In summary, the rapidly developing landscape of ART adherence monitoring has great potential for clinical application, but may require further cost-effectiveness and feasibility studies to define the appropriate roles for these new technologies.


  1. World Health Organization. Global health observatory (GHO) data: HIV/AIDS. http://www.who.int/gho/hiv/en/. Accessed March 14, 2018.
  2. Viswanathan S, Detels R, Mehta SH, Macatangay BJ, Kirk GD, Jacobson LP. Level of adherence and HIV RNA suppression in the current era of highly active antiretroviral therapy (HAART). AIDS Behav. 2015;19(4):601-611.

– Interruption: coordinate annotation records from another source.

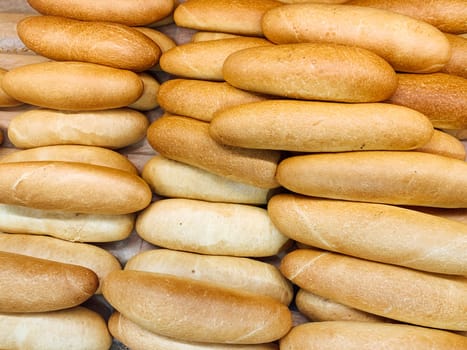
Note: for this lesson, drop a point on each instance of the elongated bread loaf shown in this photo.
(72, 187)
(196, 311)
(210, 228)
(368, 336)
(401, 41)
(391, 177)
(320, 126)
(313, 71)
(73, 85)
(31, 284)
(75, 328)
(188, 141)
(399, 293)
(233, 272)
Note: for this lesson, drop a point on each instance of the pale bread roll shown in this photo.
(73, 187)
(188, 141)
(195, 311)
(196, 183)
(210, 228)
(73, 85)
(138, 338)
(237, 17)
(31, 284)
(391, 177)
(368, 336)
(441, 97)
(312, 71)
(320, 126)
(399, 293)
(367, 230)
(77, 328)
(200, 99)
(109, 128)
(82, 254)
(204, 60)
(402, 40)
(232, 272)
(131, 13)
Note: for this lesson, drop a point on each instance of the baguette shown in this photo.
(77, 328)
(73, 85)
(112, 128)
(320, 126)
(31, 284)
(72, 187)
(395, 292)
(441, 97)
(245, 274)
(391, 177)
(368, 336)
(210, 228)
(366, 230)
(401, 41)
(313, 71)
(195, 311)
(188, 141)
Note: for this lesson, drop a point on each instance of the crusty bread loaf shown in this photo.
(395, 292)
(31, 284)
(138, 338)
(72, 187)
(73, 85)
(210, 228)
(77, 328)
(204, 59)
(313, 71)
(233, 272)
(196, 183)
(200, 99)
(195, 311)
(133, 13)
(441, 97)
(368, 336)
(391, 177)
(402, 41)
(320, 126)
(188, 141)
(109, 128)
(367, 230)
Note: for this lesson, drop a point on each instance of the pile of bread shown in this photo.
(305, 185)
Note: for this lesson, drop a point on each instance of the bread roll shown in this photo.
(204, 60)
(188, 141)
(195, 183)
(109, 128)
(366, 336)
(366, 230)
(110, 44)
(232, 272)
(73, 85)
(72, 187)
(32, 284)
(210, 228)
(77, 328)
(441, 97)
(132, 13)
(320, 126)
(391, 177)
(200, 99)
(313, 71)
(195, 311)
(402, 41)
(138, 338)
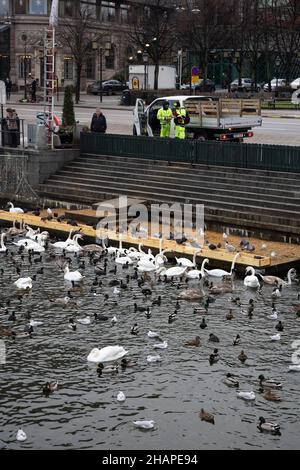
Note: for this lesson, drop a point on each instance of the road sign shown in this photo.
(195, 79)
(195, 70)
(2, 93)
(135, 83)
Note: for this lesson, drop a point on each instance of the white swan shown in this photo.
(14, 210)
(248, 396)
(72, 276)
(277, 281)
(123, 260)
(196, 274)
(185, 262)
(3, 248)
(177, 271)
(24, 283)
(251, 280)
(64, 244)
(73, 246)
(221, 272)
(107, 354)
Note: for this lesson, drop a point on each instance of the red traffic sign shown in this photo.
(195, 70)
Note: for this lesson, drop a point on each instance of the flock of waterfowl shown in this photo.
(26, 249)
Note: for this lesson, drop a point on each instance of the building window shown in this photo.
(90, 68)
(68, 68)
(108, 11)
(124, 13)
(38, 7)
(110, 61)
(20, 7)
(24, 65)
(4, 7)
(67, 8)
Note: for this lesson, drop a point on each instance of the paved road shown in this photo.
(274, 131)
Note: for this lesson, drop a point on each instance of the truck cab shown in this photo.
(210, 118)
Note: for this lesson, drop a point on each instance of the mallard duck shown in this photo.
(50, 387)
(230, 315)
(269, 383)
(134, 330)
(243, 357)
(126, 363)
(208, 417)
(237, 341)
(230, 381)
(248, 396)
(213, 338)
(270, 396)
(196, 342)
(214, 358)
(172, 318)
(110, 369)
(273, 428)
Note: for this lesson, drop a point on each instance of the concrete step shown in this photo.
(186, 192)
(226, 214)
(141, 163)
(207, 171)
(79, 189)
(204, 182)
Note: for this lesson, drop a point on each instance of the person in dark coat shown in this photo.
(33, 90)
(12, 123)
(8, 87)
(98, 123)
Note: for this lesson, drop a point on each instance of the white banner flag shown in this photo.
(54, 13)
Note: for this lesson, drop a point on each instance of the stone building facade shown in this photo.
(22, 27)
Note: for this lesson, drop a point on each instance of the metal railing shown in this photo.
(260, 156)
(10, 136)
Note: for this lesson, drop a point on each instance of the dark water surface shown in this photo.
(84, 413)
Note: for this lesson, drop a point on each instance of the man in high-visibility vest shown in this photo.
(180, 116)
(165, 117)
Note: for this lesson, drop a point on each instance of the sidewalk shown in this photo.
(86, 101)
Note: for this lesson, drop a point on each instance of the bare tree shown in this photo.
(286, 24)
(154, 31)
(78, 35)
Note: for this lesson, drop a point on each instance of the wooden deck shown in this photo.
(217, 257)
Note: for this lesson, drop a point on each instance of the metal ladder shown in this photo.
(49, 82)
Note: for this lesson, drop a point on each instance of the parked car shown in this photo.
(206, 85)
(295, 84)
(109, 87)
(246, 85)
(276, 84)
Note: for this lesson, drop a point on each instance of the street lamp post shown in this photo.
(277, 63)
(145, 60)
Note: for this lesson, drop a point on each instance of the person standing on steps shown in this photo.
(165, 117)
(98, 123)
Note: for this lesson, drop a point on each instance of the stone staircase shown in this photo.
(261, 201)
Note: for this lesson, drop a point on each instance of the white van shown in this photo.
(210, 118)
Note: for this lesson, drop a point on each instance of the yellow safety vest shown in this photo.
(164, 116)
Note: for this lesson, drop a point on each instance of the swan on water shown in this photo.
(15, 210)
(277, 281)
(24, 283)
(3, 248)
(72, 276)
(251, 280)
(220, 272)
(185, 262)
(107, 354)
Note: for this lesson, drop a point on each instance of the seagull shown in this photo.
(144, 424)
(121, 397)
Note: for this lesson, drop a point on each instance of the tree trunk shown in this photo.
(156, 74)
(78, 82)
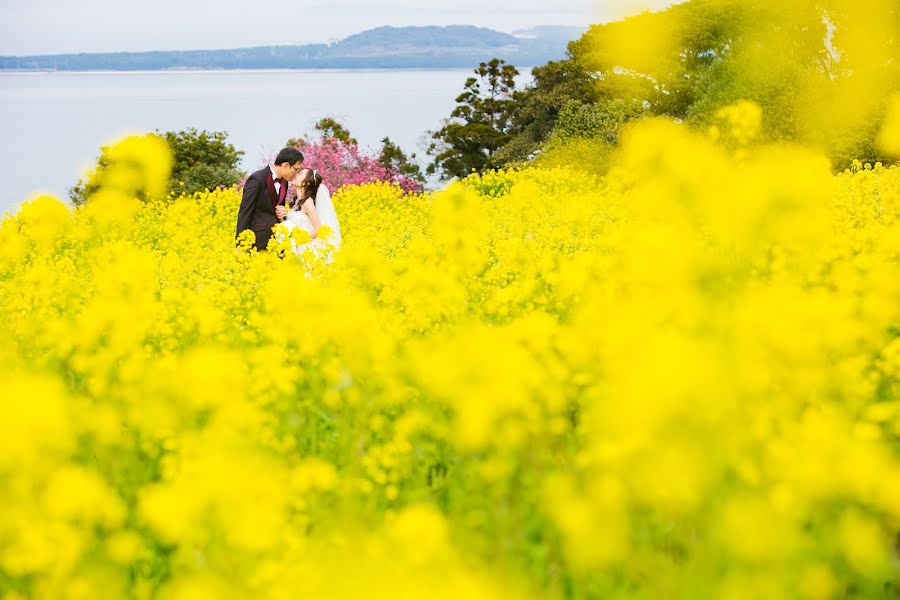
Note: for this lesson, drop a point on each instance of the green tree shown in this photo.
(480, 124)
(392, 157)
(202, 160)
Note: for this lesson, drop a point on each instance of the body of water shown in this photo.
(53, 124)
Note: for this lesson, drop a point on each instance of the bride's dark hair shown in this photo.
(307, 188)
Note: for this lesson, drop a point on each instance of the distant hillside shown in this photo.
(459, 46)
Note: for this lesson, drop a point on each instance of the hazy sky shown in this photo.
(62, 26)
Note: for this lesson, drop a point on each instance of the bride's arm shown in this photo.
(309, 208)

  3. Castillo-Mancilla JR, Haberer E. Adherence measurements in HIV: new advancements in pharmacologic methods and real-time monitoring [published online January 29, 2018]. Curr HIV/AIDS Rep. doi: 10.1007/s11904-018-0377-0
  4. Grant RM, Lama JR, Anderson PL, et al. Preexposure chemoprophylaxis for HIV prevention in men who have sex with men. N Engl J Med. 2010;363(27):2587-2599.
  5. Van Damme L, Corneli A, Ahmed K, et al. Preexposure prophylaxis for HIV infection among African women. N Engl J Med. 2012;367(5):411-422.
  6. Grant RM, Anderson PL, McMahan V, et al. Uptake of pre-exposure prophylaxis, sexual practices, and HIV incidence in men and transgender women who have sex with men: a cohort study. Lancet Infect Dis. 2014;14(9):820-829.
  7. De Kesel PM, Sadones N, Capiau S, Lambert WE, Stove CP. Hemato-critical issues in quantitative analysis of dried blood spots: challenges and solutions. Bioanalysis. 2013;5:2023-2041.
  8. Baxi SM, Liu A, Bacchetti P, et al. Comparing the novel method of assessing PrEP adherence/exposure using hair samples to other pharmacologic and traditional measures. J Acquir Immune Defic Syndr. 2015;68(1):13-20.
  9. Orrell C, Cohen K, Mauff K, Bangsberg DR, Maartens G, Wood R. A randomized controlled trial of real-time electronic adherence monitoring with text message dosing reminders in people starting first-line antiretroviral therapy. J Acquir Immune Defic Syndr. 2015;70(5):495-502.